De quoi rappeler que la vision courtermiste et peu pragmatique de nos dirigeants politiques et monétaires finira par coûter cher. En fait, à l’instar du Tartuffe de Molière qui feignait de ne pas voir la réalité pour mieux servir sa cause et ses vices, la plupart des dirigeants politiques français mais aussi de nombreux économistes et observateurs bien-pensants se sont complus dans le dogmatisme et l’aveuglement.
Autre paradoxe ou miracle a priori favorable à court terme mais très dangereux à moyen terme, le gonflement de la bulle immobilière. En effet, en dépit de la pandémie et de la plus grave récession que la France ait connu depuis 80 ans, les prix des logements ont encore flambé en 2020 : + 6,5 % selon le baromètre BPI-SeLoger, soit une hausse encore plus forte qu’en 2019 (+ 4,8 %) et qui est même la plus élevée depuis 2010.
Les niveaux actuellement atteints par les prix du mètre carré dans l’Hexagone défient ainsi l’entendement : 10 683 euros en moyenne à Paris (avec des pointes pouvant monter à plus de 35 000 euros !), 6 876 euros à Montreuil (qui, grâce à une flambée des prix de 11 % en 2020, devient la troisième ville la plus chère de France, derrière Boulogne-Billancourt), 5 652 euros à Lyon (qui est désormais la ville où l’écart entre la flambée des prix immobiliers et les revenus des ménages est le plus élevé de France) et une moyenne nationale de 3 553 euros.
Déjà particulièrement conséquent depuis trois ans, le décalage entre la situation économique et l’évolution des prix de l’immobilier devient donc de plus en plus extravagant.
Et ce, là aussi, principalement grâce ou à cause de la « planche à billets » de la BCE qui a permis de maintenir les taux d’intérêt des crédits sur des plus bas historiques. De la sorte, les ménages et les investisseurs ont pu continuer à s’endetter pour acheter malgré la crise et alimenter par là même la bulle immobilière. Seulement voilà : les arbres ne montent pas au ciel et plus les prix divergent de la réalité économique, plus la correction sera forte. Selon nos estimations, un retour à la normale se traduirait par une baisse de 10 % à 15 % des prix immobiliers à travers la France. Une correction qui serait d’ailleurs salutaire, ne serait-ce que pour redonner de la solvabilité à une demande fragile.

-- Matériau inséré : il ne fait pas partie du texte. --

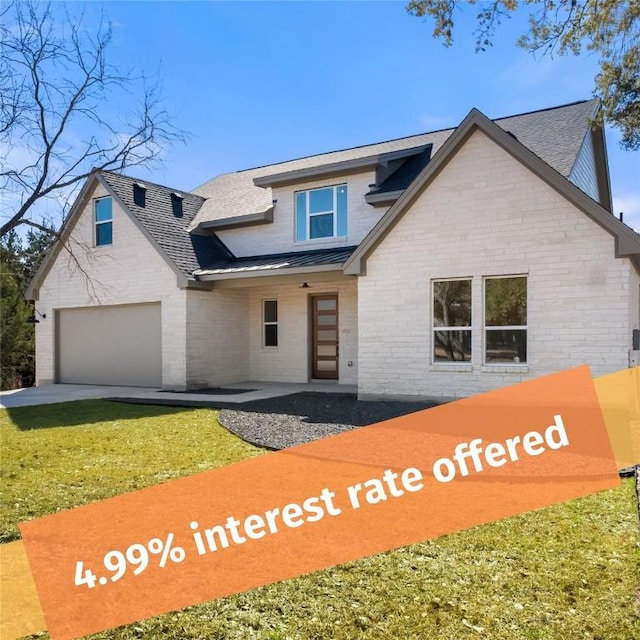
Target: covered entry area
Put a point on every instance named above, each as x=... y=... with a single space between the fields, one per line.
x=110 y=345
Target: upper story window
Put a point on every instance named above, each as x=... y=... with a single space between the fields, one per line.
x=321 y=213
x=103 y=221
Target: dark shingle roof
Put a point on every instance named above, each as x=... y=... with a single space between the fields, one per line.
x=554 y=135
x=275 y=261
x=187 y=251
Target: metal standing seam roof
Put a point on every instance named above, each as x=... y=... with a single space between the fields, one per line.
x=278 y=261
x=555 y=135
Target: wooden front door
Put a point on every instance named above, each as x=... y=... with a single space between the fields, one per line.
x=324 y=330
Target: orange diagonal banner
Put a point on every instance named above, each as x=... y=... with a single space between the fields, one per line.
x=331 y=501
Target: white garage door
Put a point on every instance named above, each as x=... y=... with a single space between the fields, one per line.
x=119 y=345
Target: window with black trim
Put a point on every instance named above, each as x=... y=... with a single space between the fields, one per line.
x=505 y=320
x=270 y=323
x=103 y=212
x=452 y=321
x=321 y=213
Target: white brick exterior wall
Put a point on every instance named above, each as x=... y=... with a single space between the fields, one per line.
x=125 y=272
x=279 y=236
x=225 y=343
x=290 y=361
x=486 y=214
x=217 y=330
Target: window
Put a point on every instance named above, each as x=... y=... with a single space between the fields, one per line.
x=452 y=321
x=321 y=213
x=505 y=320
x=270 y=323
x=104 y=222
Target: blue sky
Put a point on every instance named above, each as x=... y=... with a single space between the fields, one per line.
x=261 y=82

En effet, compte tenu des niveaux très élevés des prix immobiliers, de très nombreux Français ne peuvent pas accéder à la propriété. Il s’agit notamment des jeunes de 20 à 40 ans qui, souvent, n’ont d’ailleurs jamais été propriétaires. C’est malheureux à dire, mais à cause de prix trop élevés, ces jeunes et moins jeunes sont exclus du marché immobilier. Si les prix baissent, tous ces citoyens redeviendront solvables et pourront donc s’endetter pour acheter à des prix plus raisonnables. Ensuite, une fois la correction passée, les prix remonteront progressivement. L’immobilier restera donc un placement porteur à moyen terme. Il a simplement besoin d’un « Reset » pour pouvoir repartir sur des bases plus saines.
En conclusion, il ne sert à rien de jouer au Tartuffe et de travestir la réalité en employant les grands moyens, de manière à engager la France dans une fuite en avant particulièrement dangereuse qui consiste à masquer la crise actuelle au détriment de la reprise à venir. Comme dans la comédie de Molière, le Tartuffe est toujours démasqué et la vérité finit forcément par triompher.